А Надя была доброй. Действительно доброй. Раньше. Теперь она становилась опасной. И вдвойне опасной из-за ее естественной, непридуманной непредсказуемости. Ее мозги, к счастью, генерировали по сто пятьдесят три идеи в секунду, половину тут же забывали, другую так творчески перерабатывали, что забывали тоже. Но они работали в режиме нон-стоп, а значит, хотя бы и теоретически, но риск получить разрывную пулю в голову, разоблачительную статью в центральную прессу и позорный публичный скандал был очень и очень велик. И чем теперь повязать эту дуру Надю?
А чем повязал его тогда Федор?
…Они поступили в один институт. Володя выбрал профессию инженера, потому что она тогда становилась бы династией, традицией, красивой сказкой для внуков и правнуков. Ну кто тогда мог подумать, что фраза «все Прядко были инженерами» в скором времени прозвучит с оскорбительным нищенским подтекстом? А еще потому, что там не надо было сдавать русский. Федор не хотел династий, не боялся русского, он приглядел себе факультет с педагогическим экспериментом, на котором внедряли практику индивидуальных графиков, систему ежемесячных зачетов и широкое поле деятельности для потенциальных прогульщиков. Но факультет этот по какой-то счастливой случайности оказался тоже в инженерно-строительном институте. Володя и Федор сели за разные парты, но под одну крышу. Это было не так мучительно, но задевало. Как нарочно, все красивые девушки, а в инженеры они шли не так чтобы толпами, быстро закладывали глаза и душу на Федора и использовали Володю для нехитрых процедур передачи записок, приглашений, номеров общежитских комнат и телефонов.
Этого было достаточно, чтобы в свободное от учебы время Володя часами разглядывал себя в зеркале: прыщи и перхоть сошли на нет, волосы уже не засаливались, кожа на лице стала гладкой, хорошей, летом она прибавила в смуглости. Володе это шло. Он подрос, раздался в плечах, на первую стипендию купил у Федора индийские джинсы с американскими заклепками — они были дешевле, и сразу не отличишь, конфисковал у отца старый «северный» свитер и серьезно засматривался на плащ, до которого не хватало двух месяцев отличной учебы. Он был не хуже Федора. Совсем не хуже. Как выяснилось, этого было мало.

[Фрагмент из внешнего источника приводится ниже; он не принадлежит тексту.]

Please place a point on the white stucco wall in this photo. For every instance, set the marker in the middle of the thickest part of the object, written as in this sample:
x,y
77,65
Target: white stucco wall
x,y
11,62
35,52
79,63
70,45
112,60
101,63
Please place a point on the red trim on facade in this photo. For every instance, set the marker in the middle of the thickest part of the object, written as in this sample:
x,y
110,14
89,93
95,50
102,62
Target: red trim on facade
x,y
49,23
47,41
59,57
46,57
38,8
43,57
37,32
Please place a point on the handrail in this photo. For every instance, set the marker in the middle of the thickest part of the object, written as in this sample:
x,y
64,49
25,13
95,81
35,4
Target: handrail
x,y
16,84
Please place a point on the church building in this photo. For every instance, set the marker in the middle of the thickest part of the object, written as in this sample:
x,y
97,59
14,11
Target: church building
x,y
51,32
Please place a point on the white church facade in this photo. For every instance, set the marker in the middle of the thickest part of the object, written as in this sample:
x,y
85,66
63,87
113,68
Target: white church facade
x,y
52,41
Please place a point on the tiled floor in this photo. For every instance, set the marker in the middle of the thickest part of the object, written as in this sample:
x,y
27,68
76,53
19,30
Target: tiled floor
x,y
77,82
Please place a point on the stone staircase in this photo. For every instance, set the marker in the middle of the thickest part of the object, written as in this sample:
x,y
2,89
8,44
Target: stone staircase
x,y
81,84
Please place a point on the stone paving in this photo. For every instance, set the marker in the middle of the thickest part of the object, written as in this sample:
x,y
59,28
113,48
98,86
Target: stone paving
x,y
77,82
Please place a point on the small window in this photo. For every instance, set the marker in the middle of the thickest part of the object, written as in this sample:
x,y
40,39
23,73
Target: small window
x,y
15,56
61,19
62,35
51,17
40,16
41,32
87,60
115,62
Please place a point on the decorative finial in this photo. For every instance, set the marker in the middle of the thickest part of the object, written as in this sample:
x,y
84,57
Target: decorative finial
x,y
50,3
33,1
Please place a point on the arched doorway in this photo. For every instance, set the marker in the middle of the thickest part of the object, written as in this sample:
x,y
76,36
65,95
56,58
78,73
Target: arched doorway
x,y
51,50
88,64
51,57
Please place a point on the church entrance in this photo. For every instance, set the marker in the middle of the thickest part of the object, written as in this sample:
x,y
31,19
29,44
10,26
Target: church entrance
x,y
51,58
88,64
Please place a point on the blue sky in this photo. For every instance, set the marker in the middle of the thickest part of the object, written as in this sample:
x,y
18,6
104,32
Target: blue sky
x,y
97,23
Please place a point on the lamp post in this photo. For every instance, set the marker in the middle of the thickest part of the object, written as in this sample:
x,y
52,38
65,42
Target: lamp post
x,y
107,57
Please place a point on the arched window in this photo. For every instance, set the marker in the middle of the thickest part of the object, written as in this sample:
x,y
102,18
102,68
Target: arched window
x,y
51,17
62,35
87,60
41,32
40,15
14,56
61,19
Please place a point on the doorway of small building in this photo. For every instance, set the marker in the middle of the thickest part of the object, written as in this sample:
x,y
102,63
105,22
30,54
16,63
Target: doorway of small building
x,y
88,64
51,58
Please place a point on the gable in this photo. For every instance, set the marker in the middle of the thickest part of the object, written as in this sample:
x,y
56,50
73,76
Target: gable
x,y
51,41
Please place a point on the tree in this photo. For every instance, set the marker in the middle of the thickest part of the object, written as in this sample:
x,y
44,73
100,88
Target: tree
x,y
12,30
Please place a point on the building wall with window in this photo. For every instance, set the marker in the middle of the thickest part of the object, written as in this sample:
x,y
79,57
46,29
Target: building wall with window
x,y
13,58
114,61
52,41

«Брат Кривенцова» — это прозвище прилепилось к нему намертво. Никто не хотел ни помнить, как его зовут, ни общаться с ним, как с таковым. Комсомольская карьера, в которой еще можно было взять реванш, Володю больше не привлекала. Инициатива там была не нужна, а быть как все — мало, чтобы перерасти Федора.

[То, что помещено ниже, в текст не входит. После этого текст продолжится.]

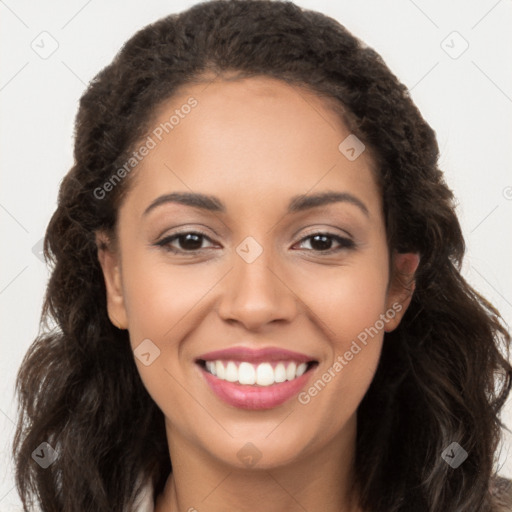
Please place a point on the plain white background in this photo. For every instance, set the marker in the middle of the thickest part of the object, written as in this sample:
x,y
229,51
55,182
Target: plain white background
x,y
454,58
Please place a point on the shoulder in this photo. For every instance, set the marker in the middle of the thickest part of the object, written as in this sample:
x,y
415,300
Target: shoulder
x,y
501,490
145,500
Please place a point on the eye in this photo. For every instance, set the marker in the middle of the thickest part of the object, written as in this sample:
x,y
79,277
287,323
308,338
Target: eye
x,y
322,242
190,241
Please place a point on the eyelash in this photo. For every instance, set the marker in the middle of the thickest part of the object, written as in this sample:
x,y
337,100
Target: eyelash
x,y
345,243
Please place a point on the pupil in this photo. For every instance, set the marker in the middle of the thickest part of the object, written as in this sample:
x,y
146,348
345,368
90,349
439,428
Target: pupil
x,y
189,240
324,243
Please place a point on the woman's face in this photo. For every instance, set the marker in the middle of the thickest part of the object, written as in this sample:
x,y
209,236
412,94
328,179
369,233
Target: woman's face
x,y
253,275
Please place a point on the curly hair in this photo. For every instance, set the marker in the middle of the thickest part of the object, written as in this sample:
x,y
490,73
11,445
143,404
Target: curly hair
x,y
444,373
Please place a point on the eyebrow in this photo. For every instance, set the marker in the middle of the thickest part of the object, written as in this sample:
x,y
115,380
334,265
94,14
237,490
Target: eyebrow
x,y
296,204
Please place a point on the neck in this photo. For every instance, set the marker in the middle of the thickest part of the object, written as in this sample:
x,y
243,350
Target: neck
x,y
321,480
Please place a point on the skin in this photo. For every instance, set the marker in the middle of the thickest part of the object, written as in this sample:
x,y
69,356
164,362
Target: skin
x,y
254,143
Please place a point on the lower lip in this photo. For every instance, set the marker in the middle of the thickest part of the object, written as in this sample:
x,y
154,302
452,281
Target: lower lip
x,y
255,397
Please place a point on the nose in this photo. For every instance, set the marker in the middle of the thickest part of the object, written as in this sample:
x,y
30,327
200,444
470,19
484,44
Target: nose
x,y
257,293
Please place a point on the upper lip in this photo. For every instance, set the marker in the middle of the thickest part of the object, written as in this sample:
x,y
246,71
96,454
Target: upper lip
x,y
255,355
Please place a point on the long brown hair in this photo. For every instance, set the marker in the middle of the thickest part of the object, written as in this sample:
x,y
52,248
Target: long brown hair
x,y
443,376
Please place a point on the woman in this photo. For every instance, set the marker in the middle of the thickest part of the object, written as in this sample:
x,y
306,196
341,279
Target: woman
x,y
257,288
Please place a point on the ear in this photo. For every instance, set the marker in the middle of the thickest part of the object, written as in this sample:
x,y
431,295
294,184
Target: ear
x,y
108,256
401,286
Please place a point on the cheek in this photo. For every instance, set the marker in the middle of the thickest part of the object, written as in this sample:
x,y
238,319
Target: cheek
x,y
159,296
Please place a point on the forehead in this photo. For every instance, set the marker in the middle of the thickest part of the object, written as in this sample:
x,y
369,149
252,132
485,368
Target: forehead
x,y
247,141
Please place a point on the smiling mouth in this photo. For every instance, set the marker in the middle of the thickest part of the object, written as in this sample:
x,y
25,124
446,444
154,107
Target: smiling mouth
x,y
256,374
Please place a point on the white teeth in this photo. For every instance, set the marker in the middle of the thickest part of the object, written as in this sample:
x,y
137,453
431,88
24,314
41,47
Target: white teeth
x,y
263,374
301,369
280,373
246,373
290,371
231,372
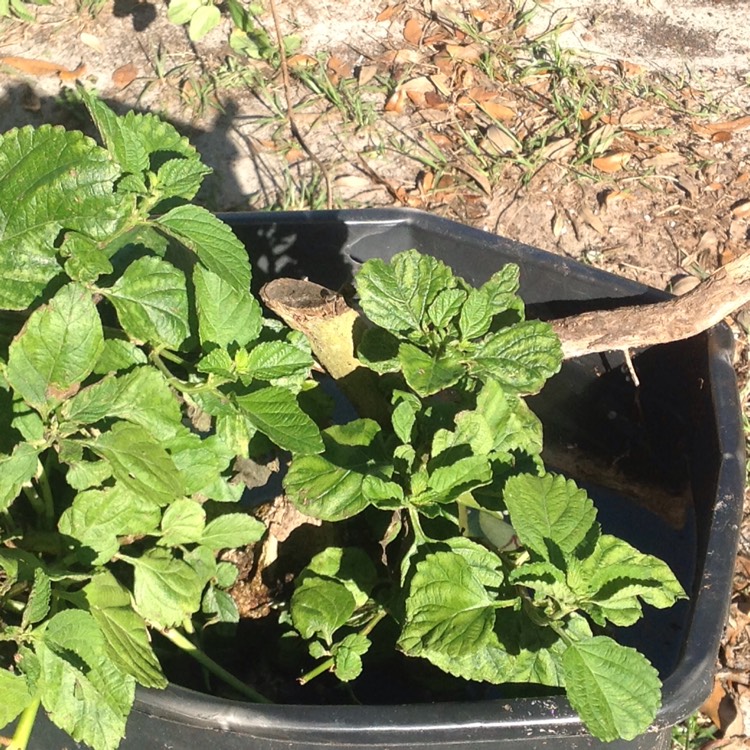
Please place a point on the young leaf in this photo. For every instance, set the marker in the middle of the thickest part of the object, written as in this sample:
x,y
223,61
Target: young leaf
x,y
36,163
16,696
232,530
521,357
428,374
126,639
216,246
151,302
548,508
276,413
166,590
139,462
396,295
57,348
226,314
448,609
614,688
320,606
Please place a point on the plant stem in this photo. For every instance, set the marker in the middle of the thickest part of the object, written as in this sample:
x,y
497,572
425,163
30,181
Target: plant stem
x,y
202,658
25,725
327,665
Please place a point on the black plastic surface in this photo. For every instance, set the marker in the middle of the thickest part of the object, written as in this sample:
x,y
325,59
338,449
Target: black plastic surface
x,y
690,442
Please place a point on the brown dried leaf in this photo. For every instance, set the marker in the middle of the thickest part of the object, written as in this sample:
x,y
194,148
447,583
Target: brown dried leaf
x,y
612,162
413,30
124,75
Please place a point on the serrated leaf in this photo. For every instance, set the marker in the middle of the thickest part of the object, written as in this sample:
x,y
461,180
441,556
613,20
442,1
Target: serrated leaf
x,y
151,302
96,518
320,606
139,462
548,508
57,348
270,360
91,706
448,609
232,530
275,412
180,178
141,396
226,314
37,606
166,590
521,357
428,374
16,696
126,638
329,487
396,295
614,688
50,179
216,246
476,315
16,471
183,522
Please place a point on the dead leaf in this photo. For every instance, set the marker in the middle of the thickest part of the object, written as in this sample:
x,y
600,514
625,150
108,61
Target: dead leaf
x,y
413,31
470,53
664,159
741,210
558,149
366,74
613,162
124,75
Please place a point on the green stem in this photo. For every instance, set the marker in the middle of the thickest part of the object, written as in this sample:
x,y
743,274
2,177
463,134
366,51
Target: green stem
x,y
327,665
25,725
202,658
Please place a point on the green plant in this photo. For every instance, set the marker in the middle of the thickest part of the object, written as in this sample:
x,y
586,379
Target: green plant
x,y
135,367
138,376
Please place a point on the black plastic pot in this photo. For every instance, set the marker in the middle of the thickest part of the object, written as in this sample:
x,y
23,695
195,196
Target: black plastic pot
x,y
673,452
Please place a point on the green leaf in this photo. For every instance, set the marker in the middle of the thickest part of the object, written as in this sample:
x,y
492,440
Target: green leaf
x,y
205,18
549,508
151,302
126,638
141,396
347,656
183,522
476,315
276,359
166,590
216,246
50,179
320,606
521,357
614,688
92,706
329,487
396,295
37,606
232,530
57,348
139,462
226,314
276,413
449,610
16,471
427,373
96,518
180,178
446,306
16,696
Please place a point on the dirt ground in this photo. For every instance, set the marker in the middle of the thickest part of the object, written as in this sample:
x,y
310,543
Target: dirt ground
x,y
615,132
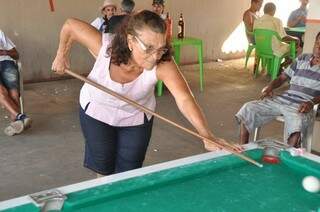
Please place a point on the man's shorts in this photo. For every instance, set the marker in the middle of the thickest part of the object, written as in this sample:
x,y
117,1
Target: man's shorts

И что они все в нем находили? Средний рост, среднее телосложение, смешная походка а-ля Чарли Чаплин, привычка сильно выпячивать грудь, жидкие волосы. Разве что зубы, улыбка? Голос, быть может? Он нравился всем. Он всех обманывал, использовал и гнусно бросал. На него не обижались, потому что, как крысы из ансамбля имени мальчика Нильса, хотели быть обманутыми, использованными и брошенными. И только в такой последовательности.

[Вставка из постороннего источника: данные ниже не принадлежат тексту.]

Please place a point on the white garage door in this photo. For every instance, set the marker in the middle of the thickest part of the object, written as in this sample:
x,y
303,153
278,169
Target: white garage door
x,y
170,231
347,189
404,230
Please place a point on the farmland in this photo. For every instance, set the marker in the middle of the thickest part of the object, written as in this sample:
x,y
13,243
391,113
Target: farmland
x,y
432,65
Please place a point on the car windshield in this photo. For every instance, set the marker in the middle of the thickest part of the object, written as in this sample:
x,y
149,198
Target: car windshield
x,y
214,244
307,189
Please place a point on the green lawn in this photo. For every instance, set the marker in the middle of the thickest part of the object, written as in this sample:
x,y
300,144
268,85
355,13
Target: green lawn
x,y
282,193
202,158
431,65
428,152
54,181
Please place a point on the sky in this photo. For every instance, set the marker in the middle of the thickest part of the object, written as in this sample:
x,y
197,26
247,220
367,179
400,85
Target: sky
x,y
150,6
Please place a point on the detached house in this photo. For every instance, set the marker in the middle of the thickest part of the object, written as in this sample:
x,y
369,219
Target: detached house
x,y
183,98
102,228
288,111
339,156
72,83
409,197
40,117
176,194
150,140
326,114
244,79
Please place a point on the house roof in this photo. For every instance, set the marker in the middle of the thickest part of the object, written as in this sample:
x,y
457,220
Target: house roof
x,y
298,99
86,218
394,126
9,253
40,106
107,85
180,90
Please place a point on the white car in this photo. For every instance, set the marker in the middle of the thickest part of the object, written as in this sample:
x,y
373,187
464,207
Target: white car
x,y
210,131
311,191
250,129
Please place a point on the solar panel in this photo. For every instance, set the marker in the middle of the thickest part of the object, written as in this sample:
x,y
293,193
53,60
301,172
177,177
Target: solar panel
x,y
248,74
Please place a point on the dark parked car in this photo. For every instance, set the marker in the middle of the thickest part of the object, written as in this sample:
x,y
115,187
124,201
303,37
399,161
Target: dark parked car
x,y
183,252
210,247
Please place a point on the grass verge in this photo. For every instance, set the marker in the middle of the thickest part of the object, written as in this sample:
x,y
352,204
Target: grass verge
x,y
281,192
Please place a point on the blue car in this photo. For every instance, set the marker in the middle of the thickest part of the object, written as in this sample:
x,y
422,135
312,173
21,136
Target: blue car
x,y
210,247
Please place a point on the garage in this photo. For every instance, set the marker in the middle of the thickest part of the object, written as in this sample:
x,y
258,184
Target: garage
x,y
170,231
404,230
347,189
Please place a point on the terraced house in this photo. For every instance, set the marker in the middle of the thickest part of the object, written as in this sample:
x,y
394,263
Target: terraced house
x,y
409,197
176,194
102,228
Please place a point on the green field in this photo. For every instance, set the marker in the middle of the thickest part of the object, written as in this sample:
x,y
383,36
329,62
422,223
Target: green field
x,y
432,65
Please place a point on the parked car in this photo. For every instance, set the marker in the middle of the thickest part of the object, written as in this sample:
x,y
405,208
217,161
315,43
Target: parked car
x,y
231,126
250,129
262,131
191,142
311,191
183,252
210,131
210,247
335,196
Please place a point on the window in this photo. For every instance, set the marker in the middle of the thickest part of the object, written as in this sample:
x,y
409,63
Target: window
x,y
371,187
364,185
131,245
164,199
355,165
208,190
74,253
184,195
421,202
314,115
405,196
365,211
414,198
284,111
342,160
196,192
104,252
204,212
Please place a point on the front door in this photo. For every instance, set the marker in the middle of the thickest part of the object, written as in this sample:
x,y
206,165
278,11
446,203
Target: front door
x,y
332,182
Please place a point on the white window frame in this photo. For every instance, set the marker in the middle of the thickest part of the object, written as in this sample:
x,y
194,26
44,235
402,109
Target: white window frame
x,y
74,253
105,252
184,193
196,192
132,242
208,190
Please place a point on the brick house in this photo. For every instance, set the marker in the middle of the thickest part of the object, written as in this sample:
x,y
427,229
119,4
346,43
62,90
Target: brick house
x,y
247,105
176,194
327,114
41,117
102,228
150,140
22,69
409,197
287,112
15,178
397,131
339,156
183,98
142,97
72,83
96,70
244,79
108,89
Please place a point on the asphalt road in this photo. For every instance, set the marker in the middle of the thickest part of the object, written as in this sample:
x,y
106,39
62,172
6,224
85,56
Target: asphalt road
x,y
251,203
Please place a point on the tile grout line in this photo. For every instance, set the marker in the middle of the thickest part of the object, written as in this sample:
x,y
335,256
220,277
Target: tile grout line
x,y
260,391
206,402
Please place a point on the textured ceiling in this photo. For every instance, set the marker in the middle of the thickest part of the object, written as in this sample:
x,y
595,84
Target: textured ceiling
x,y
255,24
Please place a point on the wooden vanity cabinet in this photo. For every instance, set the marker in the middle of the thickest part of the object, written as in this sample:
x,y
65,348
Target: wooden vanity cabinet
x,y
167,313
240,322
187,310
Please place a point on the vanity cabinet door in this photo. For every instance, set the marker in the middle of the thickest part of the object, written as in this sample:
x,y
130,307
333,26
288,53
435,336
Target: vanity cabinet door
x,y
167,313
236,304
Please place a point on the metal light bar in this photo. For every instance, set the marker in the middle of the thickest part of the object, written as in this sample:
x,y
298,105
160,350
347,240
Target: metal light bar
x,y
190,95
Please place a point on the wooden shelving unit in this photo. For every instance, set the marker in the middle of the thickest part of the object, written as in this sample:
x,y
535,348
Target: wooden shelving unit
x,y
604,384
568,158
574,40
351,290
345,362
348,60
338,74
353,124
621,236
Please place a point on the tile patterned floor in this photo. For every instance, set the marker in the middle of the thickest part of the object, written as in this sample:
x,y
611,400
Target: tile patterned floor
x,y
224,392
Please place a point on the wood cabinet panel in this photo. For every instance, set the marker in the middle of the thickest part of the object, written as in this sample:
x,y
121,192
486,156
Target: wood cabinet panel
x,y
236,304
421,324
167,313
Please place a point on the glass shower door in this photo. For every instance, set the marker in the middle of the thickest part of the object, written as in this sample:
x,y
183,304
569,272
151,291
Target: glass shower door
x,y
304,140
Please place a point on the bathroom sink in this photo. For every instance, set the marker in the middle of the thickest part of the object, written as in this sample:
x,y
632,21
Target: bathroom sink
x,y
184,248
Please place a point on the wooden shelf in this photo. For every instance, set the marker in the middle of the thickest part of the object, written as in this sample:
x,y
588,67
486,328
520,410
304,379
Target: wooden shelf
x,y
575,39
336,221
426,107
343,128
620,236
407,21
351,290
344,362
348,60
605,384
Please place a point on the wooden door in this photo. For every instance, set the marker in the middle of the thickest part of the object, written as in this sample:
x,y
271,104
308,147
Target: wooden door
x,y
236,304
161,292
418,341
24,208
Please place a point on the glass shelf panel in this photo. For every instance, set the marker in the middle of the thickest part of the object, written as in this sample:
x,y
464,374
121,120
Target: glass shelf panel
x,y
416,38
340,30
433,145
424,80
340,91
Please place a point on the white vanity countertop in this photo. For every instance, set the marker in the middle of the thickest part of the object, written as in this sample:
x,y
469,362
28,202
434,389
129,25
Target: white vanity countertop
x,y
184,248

— Ты чахнешь, — констатировал Федор после успешной сдачи в летнюю сессию накопившихся хвостов зимней. — Надо что-то делать.
— Это тебе надо что-то делать, — с полным основанием ответил Владимир.
Эксперимент прикрывали как себя не оправдавший, индивидуальные графики занятий признали пошлой практикой капиталистического безделья, Федору грозило жестокое наказание в виде отсутствия высшего образования.
— Не надо обо мне. Я уже зарабатываю сто двадцать в месяц — и заметь, это плохой месяц, — равнодушно бросил Федор.
— Сядешь в тюрьму, — предупредил Володя.